I love to garden. I like flowers, or vegetables in containers or in beds. I even like house plants. I am far from a master gardener, but I've been gardening since I can remember. There is just something good about digging in the dirt and then watching things grow.
In our early years of marriage, we managed an apartment complex. Part of that job was planting and maintaining the flower beds every summer. This was the first time I really had my own beds, and wasn't just working on my parents or in a container. These beds were full of annuals. The beds looked good, but they cost (our boss) a pretty penny.
Years later, when we had a house of our own, I found myself broke, yet still wanting to have some flower beds. There were no beds, so I dug some out. Now how to plant them without spending any money?
A friend purchased a house that was full of overgrown perennial beds. In exchange for helping her clean them up a little, I brought home bags and bags of perennials. I didn't even know what most of them were, but planted them anyway. I added a flat of annuals too, after they were marked down. The beds looked ok that year.
The next they looked even better. I added more perennials from my friend's house. I bought a few too. Yes, perennials are expensive at the store. I didn't buy these at the store. I bought them from a garden club that was having a plant sale. The plants for sale were the thinnings from their beds. Every year the bed looked better. Every year I bought less annuals.
Now I am starting beds again. (Well actually, I only have one started.) I will be making the beds in the same way I did before; cheaply. Another way, I am able to do that here is to transplant wild flowers. (Only transplant wild flowers when the species is in abundance, and never take all of them!)
Everything in the bed so far has been free. There are mums, daffodils, wild iris, fern, and pansy, so far. The neighbor asked me the other day if I wanted some daisy. She needs to thin her bed. When I told her I love perennials, she said she had several she needed to thin. You know where they will be heading don't you?
You don't have to be an expert or spend a fortune to have pretty flower beds. To make them frugally:
Use Perennials Even if you pay full price for them, (which you really don't need to) they are more frugal in the long run. If you think you have a black thumb, perennials really are easier to grow than annuals.
Get Your Perennials Free Ask your friends. Ask your neighbors. Let people know you want to start perennials. People are more than happy to give you starts and thinnings. If they don't give them away, they usually end up in the trash.
Or Get Your Perennials Cheaper Look for Garden Club sales. These plants will be substantially less expensive than the ones at the greenhouse. You can also ask a lot of questions of the club members.

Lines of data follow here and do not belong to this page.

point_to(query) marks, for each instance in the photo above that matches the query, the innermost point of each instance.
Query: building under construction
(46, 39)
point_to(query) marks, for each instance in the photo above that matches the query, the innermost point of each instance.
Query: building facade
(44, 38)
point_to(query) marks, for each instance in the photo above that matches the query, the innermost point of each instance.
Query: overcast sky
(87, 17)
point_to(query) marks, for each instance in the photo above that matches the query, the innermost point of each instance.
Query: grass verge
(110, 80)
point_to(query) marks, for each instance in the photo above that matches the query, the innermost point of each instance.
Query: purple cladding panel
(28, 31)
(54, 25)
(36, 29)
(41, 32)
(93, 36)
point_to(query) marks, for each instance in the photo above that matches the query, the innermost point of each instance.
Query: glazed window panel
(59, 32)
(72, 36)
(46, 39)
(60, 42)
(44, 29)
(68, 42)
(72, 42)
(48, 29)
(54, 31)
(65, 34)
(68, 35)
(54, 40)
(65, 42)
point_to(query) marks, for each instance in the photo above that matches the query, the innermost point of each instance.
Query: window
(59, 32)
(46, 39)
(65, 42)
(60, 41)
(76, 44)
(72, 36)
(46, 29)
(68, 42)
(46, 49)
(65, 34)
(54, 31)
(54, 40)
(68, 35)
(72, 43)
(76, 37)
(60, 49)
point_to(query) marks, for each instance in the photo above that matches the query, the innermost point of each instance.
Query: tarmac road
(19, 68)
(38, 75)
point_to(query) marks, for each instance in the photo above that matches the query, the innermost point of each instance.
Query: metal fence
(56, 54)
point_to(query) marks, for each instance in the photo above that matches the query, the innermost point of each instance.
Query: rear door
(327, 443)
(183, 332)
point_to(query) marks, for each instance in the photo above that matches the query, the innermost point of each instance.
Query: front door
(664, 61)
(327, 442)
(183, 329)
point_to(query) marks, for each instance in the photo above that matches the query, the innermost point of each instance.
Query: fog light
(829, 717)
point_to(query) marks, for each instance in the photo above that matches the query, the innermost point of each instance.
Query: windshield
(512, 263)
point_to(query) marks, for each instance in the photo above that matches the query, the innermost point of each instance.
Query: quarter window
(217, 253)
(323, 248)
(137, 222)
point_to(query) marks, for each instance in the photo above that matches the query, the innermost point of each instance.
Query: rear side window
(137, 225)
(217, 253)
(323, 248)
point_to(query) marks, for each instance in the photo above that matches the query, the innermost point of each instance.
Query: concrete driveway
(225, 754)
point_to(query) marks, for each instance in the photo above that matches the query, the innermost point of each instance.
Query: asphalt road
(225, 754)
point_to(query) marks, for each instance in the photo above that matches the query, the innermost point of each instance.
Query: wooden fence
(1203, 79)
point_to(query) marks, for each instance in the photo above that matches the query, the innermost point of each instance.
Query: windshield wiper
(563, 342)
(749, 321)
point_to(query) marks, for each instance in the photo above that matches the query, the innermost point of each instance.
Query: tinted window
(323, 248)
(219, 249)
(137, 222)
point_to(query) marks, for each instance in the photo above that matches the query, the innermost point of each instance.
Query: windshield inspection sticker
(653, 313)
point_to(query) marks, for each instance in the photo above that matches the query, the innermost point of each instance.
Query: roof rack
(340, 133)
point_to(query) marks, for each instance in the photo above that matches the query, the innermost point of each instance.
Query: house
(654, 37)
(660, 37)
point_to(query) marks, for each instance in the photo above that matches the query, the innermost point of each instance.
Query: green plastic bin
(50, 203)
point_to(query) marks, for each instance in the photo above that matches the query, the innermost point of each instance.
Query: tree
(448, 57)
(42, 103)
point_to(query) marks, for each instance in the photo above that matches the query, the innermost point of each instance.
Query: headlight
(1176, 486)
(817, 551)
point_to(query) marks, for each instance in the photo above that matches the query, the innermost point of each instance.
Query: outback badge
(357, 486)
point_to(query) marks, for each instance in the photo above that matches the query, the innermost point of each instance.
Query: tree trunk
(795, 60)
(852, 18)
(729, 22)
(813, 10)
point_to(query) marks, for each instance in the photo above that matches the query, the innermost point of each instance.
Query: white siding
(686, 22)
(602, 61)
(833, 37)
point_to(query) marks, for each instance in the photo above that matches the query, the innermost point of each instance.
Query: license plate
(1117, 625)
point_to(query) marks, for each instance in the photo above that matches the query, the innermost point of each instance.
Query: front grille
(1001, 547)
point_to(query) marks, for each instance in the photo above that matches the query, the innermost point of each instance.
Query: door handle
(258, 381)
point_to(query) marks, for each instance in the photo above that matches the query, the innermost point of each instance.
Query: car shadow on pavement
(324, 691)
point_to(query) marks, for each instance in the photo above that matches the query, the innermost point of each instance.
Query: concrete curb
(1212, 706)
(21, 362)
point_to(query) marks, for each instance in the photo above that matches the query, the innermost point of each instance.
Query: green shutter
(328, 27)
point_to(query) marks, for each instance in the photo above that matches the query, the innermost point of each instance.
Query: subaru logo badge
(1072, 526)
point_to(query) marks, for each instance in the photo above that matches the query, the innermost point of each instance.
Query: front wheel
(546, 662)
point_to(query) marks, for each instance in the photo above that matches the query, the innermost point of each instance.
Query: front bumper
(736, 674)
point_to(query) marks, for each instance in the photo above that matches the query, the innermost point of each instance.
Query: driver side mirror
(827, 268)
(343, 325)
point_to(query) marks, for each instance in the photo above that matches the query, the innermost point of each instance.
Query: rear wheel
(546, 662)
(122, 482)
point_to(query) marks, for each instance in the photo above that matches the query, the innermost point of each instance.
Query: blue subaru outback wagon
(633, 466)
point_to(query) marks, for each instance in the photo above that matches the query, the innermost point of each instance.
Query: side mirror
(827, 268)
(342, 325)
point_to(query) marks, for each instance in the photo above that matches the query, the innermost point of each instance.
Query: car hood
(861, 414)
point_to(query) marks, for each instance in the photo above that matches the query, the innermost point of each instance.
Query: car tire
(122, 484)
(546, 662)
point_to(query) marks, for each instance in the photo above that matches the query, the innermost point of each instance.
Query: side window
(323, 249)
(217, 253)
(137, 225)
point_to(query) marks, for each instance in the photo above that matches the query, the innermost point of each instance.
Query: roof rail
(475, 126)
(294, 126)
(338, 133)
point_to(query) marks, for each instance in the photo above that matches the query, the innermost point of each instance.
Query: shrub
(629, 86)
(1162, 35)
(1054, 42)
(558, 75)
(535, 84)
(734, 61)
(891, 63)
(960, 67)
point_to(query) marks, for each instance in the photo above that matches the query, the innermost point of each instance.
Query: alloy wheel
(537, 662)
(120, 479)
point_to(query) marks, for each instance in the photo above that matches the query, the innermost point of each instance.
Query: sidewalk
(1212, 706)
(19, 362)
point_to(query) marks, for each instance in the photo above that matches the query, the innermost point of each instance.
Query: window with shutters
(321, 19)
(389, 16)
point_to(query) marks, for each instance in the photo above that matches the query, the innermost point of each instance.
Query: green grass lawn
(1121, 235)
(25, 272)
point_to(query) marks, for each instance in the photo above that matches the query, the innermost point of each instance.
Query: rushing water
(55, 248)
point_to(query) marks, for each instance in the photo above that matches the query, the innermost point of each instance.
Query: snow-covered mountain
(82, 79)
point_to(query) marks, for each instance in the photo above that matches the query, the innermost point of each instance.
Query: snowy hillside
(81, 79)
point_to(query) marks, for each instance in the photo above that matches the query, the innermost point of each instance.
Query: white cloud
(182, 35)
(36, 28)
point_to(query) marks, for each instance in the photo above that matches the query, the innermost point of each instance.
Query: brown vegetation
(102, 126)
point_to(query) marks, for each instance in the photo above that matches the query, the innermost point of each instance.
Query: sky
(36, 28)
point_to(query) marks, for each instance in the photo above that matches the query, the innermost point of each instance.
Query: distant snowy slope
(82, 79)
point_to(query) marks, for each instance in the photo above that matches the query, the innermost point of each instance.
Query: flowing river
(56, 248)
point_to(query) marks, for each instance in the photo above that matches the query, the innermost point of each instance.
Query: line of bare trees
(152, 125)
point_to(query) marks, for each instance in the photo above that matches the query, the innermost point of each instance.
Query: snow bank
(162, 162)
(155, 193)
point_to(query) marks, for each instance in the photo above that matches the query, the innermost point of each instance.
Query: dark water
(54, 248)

Use Annuals to Fill in and Add Color You will probably still want to use a few annuals, especially in the early years of your perennials. Use these to fill in any gaps, and to add a color that will last the season.
Transplant Wildflowers If you have access to them. Again, only if there is an abundance, and never take all the species from any spot. You probably only want to do this from your own land or where you have permission, though I did move day lillies from a ditch on lonely spot along a country road.